One of the things about a new administration is that it promises a fresh start. New faces, new beginnings. Unfortunately that may not be the case with Governor Cooper’s new Secretary of Transportation.
Yesterday Cooper announced he had appointed Jim Trogdon as the new Secretary of Transportation. While Trogdon may be new to the position, he is a familiar face around NCDOT. He capped a 22-year transportation career with a four year stint as Chief Operating Officer before leaving to work for Atkins, a transportation consulting firm, in October 2013.
In early 2013, you may remember, our toll fight was just ramping up. We held our first public meeting in February of that year. Our first encounter with Trogdon was at the end of that month when NCDOT held an “information session” about the I-77 toll project.
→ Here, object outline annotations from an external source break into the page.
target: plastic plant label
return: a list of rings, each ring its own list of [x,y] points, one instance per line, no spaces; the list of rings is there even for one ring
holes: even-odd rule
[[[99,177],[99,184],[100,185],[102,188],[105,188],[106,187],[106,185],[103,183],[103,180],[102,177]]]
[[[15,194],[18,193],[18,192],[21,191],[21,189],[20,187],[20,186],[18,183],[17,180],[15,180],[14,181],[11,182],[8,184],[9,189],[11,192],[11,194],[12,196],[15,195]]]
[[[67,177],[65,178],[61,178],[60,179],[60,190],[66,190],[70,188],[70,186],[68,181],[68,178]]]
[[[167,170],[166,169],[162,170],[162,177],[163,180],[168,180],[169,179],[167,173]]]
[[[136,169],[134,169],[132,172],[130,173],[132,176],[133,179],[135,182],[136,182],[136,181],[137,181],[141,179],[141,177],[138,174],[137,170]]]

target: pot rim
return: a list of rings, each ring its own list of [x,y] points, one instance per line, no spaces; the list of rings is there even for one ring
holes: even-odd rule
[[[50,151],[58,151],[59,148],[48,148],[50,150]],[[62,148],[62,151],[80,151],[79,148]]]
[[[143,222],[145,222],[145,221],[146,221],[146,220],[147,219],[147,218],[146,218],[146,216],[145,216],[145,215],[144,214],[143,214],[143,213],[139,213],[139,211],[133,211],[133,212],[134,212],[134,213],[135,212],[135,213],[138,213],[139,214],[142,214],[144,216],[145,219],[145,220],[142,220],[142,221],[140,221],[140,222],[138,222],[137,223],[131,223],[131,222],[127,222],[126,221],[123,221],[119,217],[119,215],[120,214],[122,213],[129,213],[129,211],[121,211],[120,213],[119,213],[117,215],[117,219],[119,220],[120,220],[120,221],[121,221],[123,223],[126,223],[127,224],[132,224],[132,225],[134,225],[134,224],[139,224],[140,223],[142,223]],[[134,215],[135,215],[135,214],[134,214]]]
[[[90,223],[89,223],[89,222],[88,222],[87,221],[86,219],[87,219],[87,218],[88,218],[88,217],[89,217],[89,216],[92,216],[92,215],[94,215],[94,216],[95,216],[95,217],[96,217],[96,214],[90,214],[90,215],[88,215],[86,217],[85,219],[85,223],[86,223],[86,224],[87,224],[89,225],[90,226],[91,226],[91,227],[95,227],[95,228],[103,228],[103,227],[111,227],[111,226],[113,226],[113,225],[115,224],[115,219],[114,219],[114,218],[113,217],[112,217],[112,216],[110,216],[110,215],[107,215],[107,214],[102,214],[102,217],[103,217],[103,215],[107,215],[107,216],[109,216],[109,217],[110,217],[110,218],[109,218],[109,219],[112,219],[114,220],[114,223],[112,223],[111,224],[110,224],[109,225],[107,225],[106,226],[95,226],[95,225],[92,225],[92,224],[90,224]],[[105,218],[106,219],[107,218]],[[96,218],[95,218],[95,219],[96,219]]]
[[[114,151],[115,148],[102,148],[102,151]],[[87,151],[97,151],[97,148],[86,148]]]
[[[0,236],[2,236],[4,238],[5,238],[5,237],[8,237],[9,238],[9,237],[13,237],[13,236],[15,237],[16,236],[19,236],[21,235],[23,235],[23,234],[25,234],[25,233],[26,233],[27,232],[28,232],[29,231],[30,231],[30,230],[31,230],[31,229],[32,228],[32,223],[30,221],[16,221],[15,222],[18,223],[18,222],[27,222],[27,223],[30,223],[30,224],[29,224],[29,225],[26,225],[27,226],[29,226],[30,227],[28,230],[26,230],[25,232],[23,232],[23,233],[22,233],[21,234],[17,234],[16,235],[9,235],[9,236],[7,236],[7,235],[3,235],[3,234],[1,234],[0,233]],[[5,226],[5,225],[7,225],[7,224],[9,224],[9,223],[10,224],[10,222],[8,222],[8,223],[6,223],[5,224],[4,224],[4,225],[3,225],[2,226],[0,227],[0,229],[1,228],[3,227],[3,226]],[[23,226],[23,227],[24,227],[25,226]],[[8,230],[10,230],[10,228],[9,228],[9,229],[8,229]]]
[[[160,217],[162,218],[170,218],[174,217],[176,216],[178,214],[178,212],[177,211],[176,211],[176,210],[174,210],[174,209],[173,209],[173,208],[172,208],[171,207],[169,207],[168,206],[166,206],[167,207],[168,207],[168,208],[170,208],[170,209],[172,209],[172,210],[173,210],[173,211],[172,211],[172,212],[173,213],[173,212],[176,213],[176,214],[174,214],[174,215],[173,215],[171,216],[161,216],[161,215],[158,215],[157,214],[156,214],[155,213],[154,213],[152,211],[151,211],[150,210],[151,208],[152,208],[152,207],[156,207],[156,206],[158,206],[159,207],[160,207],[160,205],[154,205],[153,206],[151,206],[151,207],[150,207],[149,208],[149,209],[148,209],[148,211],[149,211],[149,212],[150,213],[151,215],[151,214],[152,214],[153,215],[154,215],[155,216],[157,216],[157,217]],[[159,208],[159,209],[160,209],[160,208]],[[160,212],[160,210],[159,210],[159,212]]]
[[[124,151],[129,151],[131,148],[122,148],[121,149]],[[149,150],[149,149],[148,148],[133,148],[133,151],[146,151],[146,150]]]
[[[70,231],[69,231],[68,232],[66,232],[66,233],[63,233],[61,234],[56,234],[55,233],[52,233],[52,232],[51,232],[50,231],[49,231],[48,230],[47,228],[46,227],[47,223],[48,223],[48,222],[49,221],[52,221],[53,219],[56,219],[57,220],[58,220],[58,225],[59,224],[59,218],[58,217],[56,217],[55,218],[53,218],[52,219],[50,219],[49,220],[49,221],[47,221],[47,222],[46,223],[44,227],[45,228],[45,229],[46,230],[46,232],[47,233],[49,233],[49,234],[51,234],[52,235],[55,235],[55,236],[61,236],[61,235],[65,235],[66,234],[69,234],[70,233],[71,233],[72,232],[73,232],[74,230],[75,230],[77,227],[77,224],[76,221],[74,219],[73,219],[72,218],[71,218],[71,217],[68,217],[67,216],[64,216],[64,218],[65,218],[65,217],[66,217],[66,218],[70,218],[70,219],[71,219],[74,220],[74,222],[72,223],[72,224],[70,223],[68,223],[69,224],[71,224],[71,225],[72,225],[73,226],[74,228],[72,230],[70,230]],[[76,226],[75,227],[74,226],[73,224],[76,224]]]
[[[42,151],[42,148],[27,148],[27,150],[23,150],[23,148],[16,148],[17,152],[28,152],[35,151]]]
They assembled several top guns to explain why this was a good project, headlined by Trogdon.
During that meeting and a prior interview, he stated (among other things) that money would not be available for general purpose lanes for at least 20 years; that a comparable general purpose lane project would cost $500 million; and that tolls would average $0.10- $0.15 per mile. He doubted that a general purpose lane project would ever be ranked high enough to be funded.
In short, these were the typical pro-toll arguments we heard at the beginning of our fight, all of which have been subsequently debunked.
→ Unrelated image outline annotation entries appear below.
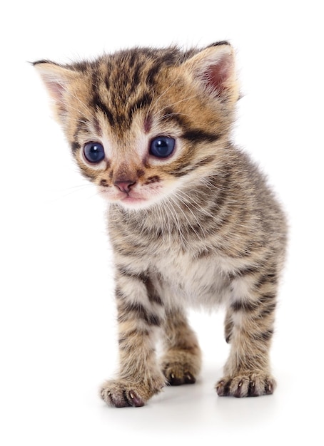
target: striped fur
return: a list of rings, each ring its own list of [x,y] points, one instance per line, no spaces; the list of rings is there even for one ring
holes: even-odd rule
[[[186,309],[219,304],[231,349],[218,394],[272,393],[285,221],[258,167],[231,142],[238,98],[231,46],[136,48],[35,66],[81,172],[109,203],[120,370],[103,400],[141,406],[166,383],[193,383],[201,354]],[[176,141],[166,159],[149,152],[160,135]],[[104,148],[97,164],[83,154],[89,142]]]

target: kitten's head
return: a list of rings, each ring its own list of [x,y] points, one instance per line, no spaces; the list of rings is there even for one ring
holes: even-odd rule
[[[34,65],[81,172],[110,202],[147,207],[221,165],[238,98],[226,42]]]

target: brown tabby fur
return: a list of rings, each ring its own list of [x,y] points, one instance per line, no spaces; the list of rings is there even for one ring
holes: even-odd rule
[[[257,167],[231,142],[238,98],[231,46],[136,48],[35,66],[81,172],[109,202],[120,370],[103,399],[141,406],[166,383],[193,383],[201,351],[186,309],[220,304],[231,350],[218,394],[272,393],[285,222]],[[158,135],[176,140],[168,158],[149,152]],[[83,155],[88,142],[104,147],[98,165]],[[125,181],[127,192],[117,187]]]

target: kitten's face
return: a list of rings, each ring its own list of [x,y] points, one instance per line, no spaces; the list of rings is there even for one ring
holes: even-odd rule
[[[238,97],[228,45],[36,65],[82,172],[109,202],[181,199],[217,170]]]

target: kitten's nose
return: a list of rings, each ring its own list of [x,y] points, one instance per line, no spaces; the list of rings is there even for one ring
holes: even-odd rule
[[[131,190],[131,187],[133,186],[135,183],[136,182],[133,181],[133,180],[123,180],[122,181],[115,181],[113,184],[122,192],[128,194]]]

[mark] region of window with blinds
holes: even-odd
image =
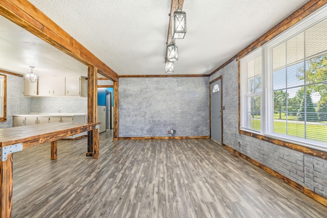
[[[326,150],[327,7],[240,62],[241,128]]]
[[[0,75],[0,117],[4,116],[4,90],[5,77]]]
[[[241,127],[261,131],[262,50],[258,49],[240,60]]]

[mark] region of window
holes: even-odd
[[[257,49],[240,61],[241,126],[256,131],[261,130],[262,52]]]
[[[0,74],[0,122],[7,120],[7,76]]]
[[[327,7],[240,62],[241,129],[327,150]]]

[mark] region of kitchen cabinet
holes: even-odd
[[[37,95],[37,83],[31,83],[28,78],[24,77],[24,94],[25,95]]]
[[[65,95],[64,77],[39,77],[39,96]]]
[[[13,119],[13,126],[14,127],[20,127],[21,126],[25,126],[25,116],[14,116]]]
[[[86,78],[84,77],[66,77],[66,96],[86,96]]]

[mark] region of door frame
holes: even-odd
[[[107,95],[109,95],[109,102],[107,102]],[[108,110],[106,114],[106,129],[109,130],[112,129],[112,128],[111,128],[111,122],[112,122],[112,119],[111,119],[111,116],[112,115],[112,114],[111,114],[111,108],[112,107],[112,106],[111,105],[111,102],[112,102],[112,99],[111,99],[111,98],[112,98],[112,93],[111,93],[111,92],[106,90],[106,109]],[[108,112],[109,114],[108,113]],[[108,120],[108,123],[107,123],[107,120]],[[108,125],[108,129],[107,129],[107,124]]]
[[[220,75],[217,78],[215,79],[214,80],[210,81],[209,82],[209,104],[210,107],[210,138],[211,139],[211,132],[212,132],[212,124],[211,124],[211,98],[212,98],[212,84],[215,82],[218,81],[218,80],[220,80],[220,111],[221,111],[221,116],[220,117],[221,121],[221,145],[223,144],[223,115],[224,114],[224,107],[223,106],[223,76],[222,75]]]

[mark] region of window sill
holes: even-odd
[[[327,152],[318,150],[316,148],[310,148],[303,145],[296,144],[294,142],[286,141],[285,140],[281,140],[277,137],[272,138],[270,136],[267,136],[259,132],[249,131],[248,130],[239,129],[239,133],[248,136],[254,137],[258,139],[269,141],[277,146],[288,148],[305,154],[310,154],[327,160]]]

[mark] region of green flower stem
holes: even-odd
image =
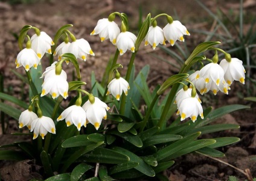
[[[158,94],[156,94],[155,95],[154,98],[153,99],[152,102],[150,103],[150,106],[149,106],[149,109],[147,110],[147,113],[146,114],[145,117],[143,118],[143,120],[142,121],[142,126],[141,127],[140,132],[142,132],[143,130],[145,128],[146,125],[147,124],[147,123],[149,120],[149,117],[150,116],[150,114],[152,112],[152,109],[154,108],[155,104],[156,103],[156,100],[158,100],[158,97],[160,95],[158,95]]]
[[[119,52],[118,49],[117,49],[117,50],[115,51],[115,56],[114,57],[114,58],[113,58],[113,60],[112,60],[110,70],[112,69],[112,67],[113,67],[113,66],[114,66],[117,64],[117,59],[118,58],[118,56],[119,56],[119,53],[120,53],[120,52]],[[112,79],[112,75],[113,75],[113,72],[109,72],[109,78],[107,79],[107,86],[106,87],[105,91],[104,92],[103,98],[102,99],[102,101],[103,101],[103,102],[104,102],[106,100],[106,99],[107,99],[106,94],[107,94],[107,85],[109,84],[109,83],[110,82],[110,81]]]
[[[54,108],[53,108],[53,114],[51,115],[51,118],[54,120],[55,117],[56,117],[57,112],[58,112],[59,108],[60,107],[60,103],[63,100],[63,97],[62,96],[59,96],[58,99],[57,100],[56,103],[55,103]],[[51,142],[51,134],[48,133],[46,135],[45,144],[43,146],[43,150],[48,153],[49,149],[50,143]]]
[[[137,51],[135,51],[134,53],[132,53],[132,57],[130,57],[130,63],[128,66],[127,72],[126,73],[126,80],[128,82],[130,80],[130,74],[132,73],[132,66],[133,65],[134,60],[135,59],[136,54]],[[124,114],[125,108],[126,108],[126,96],[124,94],[122,94],[121,102],[120,102],[120,114]]]
[[[181,68],[179,73],[185,73],[190,69],[191,66],[185,66],[185,64]],[[170,93],[168,96],[167,100],[166,101],[165,106],[164,107],[164,109],[162,110],[162,112],[160,117],[160,120],[158,121],[157,126],[159,127],[159,131],[162,130],[165,125],[166,125],[166,122],[167,120],[166,120],[166,116],[167,115],[168,111],[170,109],[170,107],[171,105],[173,104],[174,101],[175,95],[178,91],[178,89],[179,88],[179,84],[176,84],[173,85],[173,87],[170,91]]]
Perhaps no single point was further off than the $0.10 mile estimate, which equates to a ~$5 round trip. He mentioned this even though their own internal estimates done six months earlier anticipated over $20 for a round trip, more than four times his stated estimate.
Shortly after that meeting we contacted him to question some of his comments. We received a stern email saying he “counted (us) in the free lanes or no lanes advocacy group based on the misinfo I have already read and statements you have made similar to the ones you just forwarded to me.” Ouch.
Back then, you may recall, public officials often accused us of “spreading misinformation.” We got used to it. But what really floored us was his statement that all additional interstate capacity should be toll lanes. Here is the quote (emphasis added):
My perspective on why express lanes should be how we add future capacity to all our interstates is founded on a strategic view of population growth and the reality of declining revenue over the next two to three decades with the status quo approach.
So there you have it. The new North Carolina Secretary of Transportation wants every new lane to be tolled.
We hope, of course, that the events of the last four years may have changed his mind. We hope, especially given the contract we are stuck with, that he would approach cancelling this project with an open mind.
We hope. But we’re obviously concerned.
Trogdon must be confirmed by the Senate.